Not the client, says Ritholtz Wealth Management CEO Josh Brown. And if he's right, continued industry disruption could have long-lasting — and positive — ramifications for planners.
"The primary beneficiaries of innovation over the last 30 years, since the information and tech revolutions started, have been practitioners and advisers," Brown said during a Morningstar Investment Conference panel on financial industry advancements. Addressing the almost 2,200 industry professionals who attended the conference , Brown continued, "This audience has benefited more than our clients have."
The shift to 401(k)s from pensions, the rise of robo advisers, the surge in new investment products and other advances have created demand for personalized advice and new investing approaches, the panelists said.
"The toolkit has never been better," said Don Phillips, a managing director at Morningstar. "The people best able to take advantage of a stronger toolkit are the professionals."
ENTIRE COMMUNITIES LEFT OUT
At the same time, Phillips added, “half the people in America who have the ability to invest aren’t doing so.”
Entire communities of non-affluent investors are being overlooked in favor of capturing high-net-worth clients, or clients who will become HNW over time, he said. “How do we reach out to those people who are ignored or have turned their back on finance?”
Robo advising tools are one solution, Phillips said.
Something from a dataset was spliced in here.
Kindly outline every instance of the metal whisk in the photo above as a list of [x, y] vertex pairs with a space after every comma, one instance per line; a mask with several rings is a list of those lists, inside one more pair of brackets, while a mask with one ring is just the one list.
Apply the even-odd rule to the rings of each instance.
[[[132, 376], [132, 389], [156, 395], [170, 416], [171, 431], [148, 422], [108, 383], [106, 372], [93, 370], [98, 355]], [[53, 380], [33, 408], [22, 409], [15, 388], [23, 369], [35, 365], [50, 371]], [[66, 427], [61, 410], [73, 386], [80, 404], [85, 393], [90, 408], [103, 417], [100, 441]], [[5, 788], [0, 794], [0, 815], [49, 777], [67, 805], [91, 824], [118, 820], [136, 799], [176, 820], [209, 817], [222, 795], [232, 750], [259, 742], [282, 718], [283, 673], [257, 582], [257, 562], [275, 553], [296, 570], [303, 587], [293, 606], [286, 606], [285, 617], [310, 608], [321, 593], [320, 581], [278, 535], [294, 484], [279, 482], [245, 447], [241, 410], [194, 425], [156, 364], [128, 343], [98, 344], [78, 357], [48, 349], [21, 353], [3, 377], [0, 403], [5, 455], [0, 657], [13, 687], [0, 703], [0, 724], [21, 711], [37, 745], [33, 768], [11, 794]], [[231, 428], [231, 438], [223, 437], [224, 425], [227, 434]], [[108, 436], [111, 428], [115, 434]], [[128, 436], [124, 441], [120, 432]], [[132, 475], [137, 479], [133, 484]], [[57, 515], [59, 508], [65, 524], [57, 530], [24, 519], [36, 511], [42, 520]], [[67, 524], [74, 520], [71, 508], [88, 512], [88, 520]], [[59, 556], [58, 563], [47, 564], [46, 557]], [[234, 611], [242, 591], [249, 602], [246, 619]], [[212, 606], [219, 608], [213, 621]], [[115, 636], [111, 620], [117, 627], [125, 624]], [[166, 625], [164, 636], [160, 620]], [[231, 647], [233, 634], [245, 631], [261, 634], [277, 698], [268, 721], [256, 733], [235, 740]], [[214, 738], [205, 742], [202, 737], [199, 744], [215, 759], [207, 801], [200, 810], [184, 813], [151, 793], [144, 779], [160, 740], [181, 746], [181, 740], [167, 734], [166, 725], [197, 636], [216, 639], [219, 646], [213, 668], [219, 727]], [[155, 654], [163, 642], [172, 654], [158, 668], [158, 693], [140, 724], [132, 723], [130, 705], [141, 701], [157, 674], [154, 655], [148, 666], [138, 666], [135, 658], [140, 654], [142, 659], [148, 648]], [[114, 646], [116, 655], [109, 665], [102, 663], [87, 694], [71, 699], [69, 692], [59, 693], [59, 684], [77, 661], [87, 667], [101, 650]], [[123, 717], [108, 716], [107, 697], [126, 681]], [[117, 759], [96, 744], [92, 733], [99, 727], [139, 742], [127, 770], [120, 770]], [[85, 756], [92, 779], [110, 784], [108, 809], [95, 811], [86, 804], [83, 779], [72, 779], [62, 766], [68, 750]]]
Attracting more advisers who are women or people of color would also help, he added.
'I LIKE THAT GUY'
The more things change in financial services, one constant is likely to grow in importance.
“People do business with people they like,” said Brown. “I like that lady. I like that guy.”
The advisers who have the closest relationship with clients will profit the most as products and services proliferate, Brown added, while “the people who are further from the customer will have to compromise the most in terms of fees.”
And that relationship will be vital no matter what changes — and what doesn't.
"I study the history of markets to try to understand what the financial advice business has been like through the decades," said Brown. "The more I do that, the more I realize that what we call innovation is really packaging. Not everything new is necessarily new."